Another of Bodnar’s favorite stories involved two noted mission historians, Msgr. Francis J. Weber and Pamela Halan. They claim that Father Serra had written a letter to all the missions saying he knew about the American Revolution that was being fought beyond the mountains on the East Coast of the continent.
Bodnar said, “Father Serra told them he was for the success of George Washington’s army, whose cause, he felt, was just and sought contributions, but mostly prayers, from each mission to help that cause.”
He continued, “These historians feel a monetary amount was collected but by the time it reached Washington, the war was over. The last we know for sure, the actual letter was in the hands of Father St. John O’Sullivan — he was pastor of the mission for more than two decades and called ‘the great builder’ of the mission — but that was back in 1929.”
“One conjecture,” Bodnar mused, “is that Father Serra may have written an outline of the letter in the margins of some book, but I’ve gone through all the old books that could actually have been in Father Serra’s hands and I’ve found nothing.”
But for the rest of his life, Bodnar kept looking. He reflected, “That’s what makes this job so fascinating. It’s become like a second career for me.”
One of the mission’s treasures is contained in a small, glass-covered oval.

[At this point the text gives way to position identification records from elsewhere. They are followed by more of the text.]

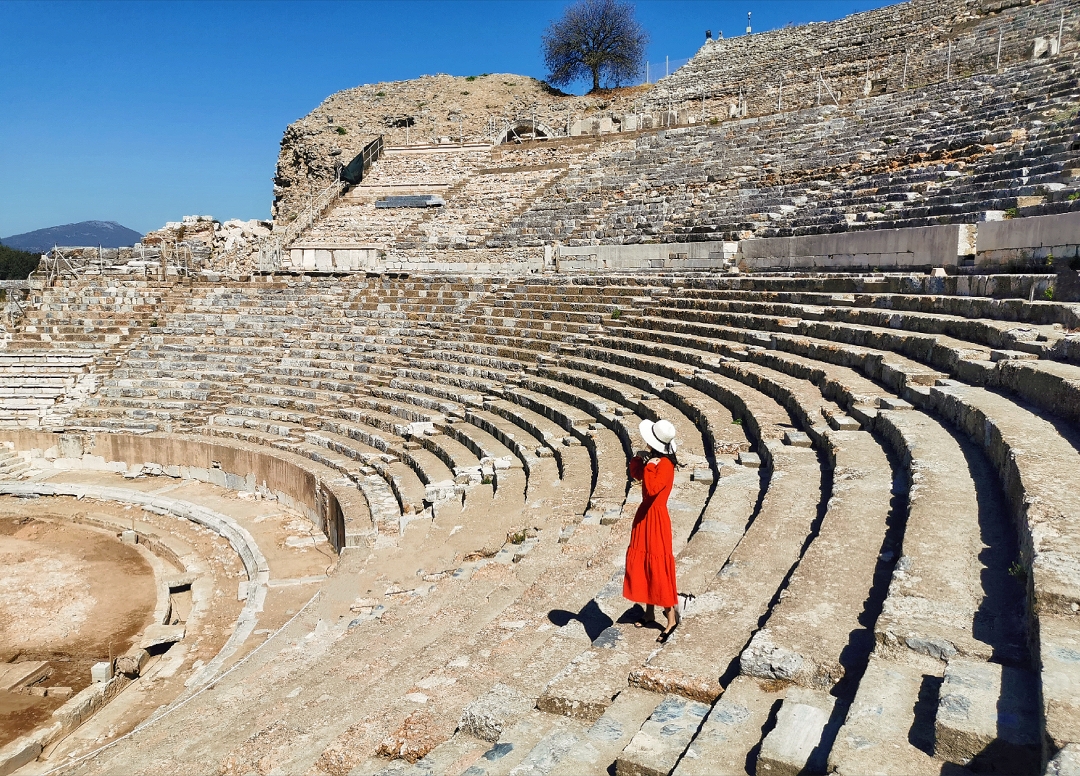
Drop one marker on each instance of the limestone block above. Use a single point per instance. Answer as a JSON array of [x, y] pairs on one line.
[[132, 662], [490, 713], [797, 438], [158, 635], [804, 734], [23, 674], [1066, 762], [985, 707], [657, 747], [763, 658], [751, 460]]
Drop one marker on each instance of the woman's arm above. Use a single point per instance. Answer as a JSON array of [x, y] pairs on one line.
[[658, 476]]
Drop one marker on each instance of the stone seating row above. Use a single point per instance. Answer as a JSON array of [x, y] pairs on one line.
[[555, 690], [630, 361], [662, 188]]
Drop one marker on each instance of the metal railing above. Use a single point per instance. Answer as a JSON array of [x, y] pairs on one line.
[[272, 246]]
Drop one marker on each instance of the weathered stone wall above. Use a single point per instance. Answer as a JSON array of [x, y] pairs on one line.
[[426, 110], [886, 50]]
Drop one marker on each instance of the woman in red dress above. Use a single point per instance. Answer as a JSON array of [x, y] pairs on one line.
[[650, 563]]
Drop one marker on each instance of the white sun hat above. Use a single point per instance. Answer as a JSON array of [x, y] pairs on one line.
[[660, 435]]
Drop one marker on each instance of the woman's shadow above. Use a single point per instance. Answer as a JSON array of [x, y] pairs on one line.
[[594, 621]]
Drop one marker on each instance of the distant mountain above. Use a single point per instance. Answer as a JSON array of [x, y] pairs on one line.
[[108, 234]]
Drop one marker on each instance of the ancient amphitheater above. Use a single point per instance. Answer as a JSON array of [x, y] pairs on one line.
[[349, 497]]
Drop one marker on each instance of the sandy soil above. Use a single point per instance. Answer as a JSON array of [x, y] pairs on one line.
[[69, 595]]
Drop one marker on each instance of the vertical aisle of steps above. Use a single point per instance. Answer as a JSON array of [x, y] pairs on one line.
[[935, 609]]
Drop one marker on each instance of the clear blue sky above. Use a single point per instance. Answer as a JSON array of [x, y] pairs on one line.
[[142, 112]]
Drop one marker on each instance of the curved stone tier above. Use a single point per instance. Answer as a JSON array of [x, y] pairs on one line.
[[876, 513]]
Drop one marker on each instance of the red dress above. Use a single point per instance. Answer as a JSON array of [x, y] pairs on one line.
[[650, 563]]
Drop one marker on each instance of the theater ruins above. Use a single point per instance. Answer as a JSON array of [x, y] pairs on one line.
[[346, 492]]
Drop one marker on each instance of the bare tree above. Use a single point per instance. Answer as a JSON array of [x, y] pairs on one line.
[[597, 38]]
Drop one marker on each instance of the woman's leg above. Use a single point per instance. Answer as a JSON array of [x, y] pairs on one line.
[[649, 616], [672, 622]]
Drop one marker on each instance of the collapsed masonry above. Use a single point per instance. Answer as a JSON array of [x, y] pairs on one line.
[[877, 514]]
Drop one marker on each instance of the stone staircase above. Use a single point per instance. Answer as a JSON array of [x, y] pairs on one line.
[[827, 424]]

Inside is a drawing of Saint John of Capistrano, a 15th-century preacher for whom the mission is named, and a small beige remnant of one of his garments, perhaps a cassock.
Bodnar related, “This is a relic from St. John documented by the Vatican and I must tell you about the mysterious experience I had some time ago.”
“One day, walking through the mission parish church, I noticed that the hymnals were in a sad state. I do some of my own book binding, so I collected a bunch and repaired them up here. The day I returned the hymnals to the church, I came back to the rectory offices on the first floor and smelled a distinct odor.”
“As I came up on the elevator, the odor became stronger and when I entered the library here, it filled the room. That’s when I realized I had smelled the odor once before: it was the same musty smell I get when I sniff this fabric swatch, this relic.”
With a smile, Bodnar would conclude, “I’m not proclaiming any miraculous visitation or anything like that, but then again, I like to feel, maybe it was good old St. John of Capistrano’s way of saying, ‘thanks.’”
Tale of Mission San Juan Capistrano, from the archives: Mission San Juan Capistrano is referred to as “The Jewel of the Missions” because, over the years, people have labored to bring it back so successfully to its original condition. However, there is another less-known reason.
Father Serra, like all of the early Franciscan friars, was a highly educated man and not only learned the local Indian tribe’s language quickly but, just as fast, taught the Indians to speak Castilian Spanish as well.
And, he often taught them Christianity by using parables. One story, for instance, is about the building of an ancient holy place that was restricted to men only.
The women, feeling left out, decided to bring all their glittering jewels to the site and, as the walls grew tall, they placed their various colored stones in the wet clay as their contribution.
When the Capistrano mission’s Great Stone Church was built in the early 19th century, the ruins of which still remain, the Indian women, remembering Father Serra’s story, knew they had no riches such as fine jewels.
So, they went down to the river bed and collected a jumble of smooth, shiny rocks and placed them in the wet adobe.
When you visit the Capistrano mission today, on the north end of the Great Stone Church’s ruins, you’ll still see those “jewels” sparkling in the sunlight.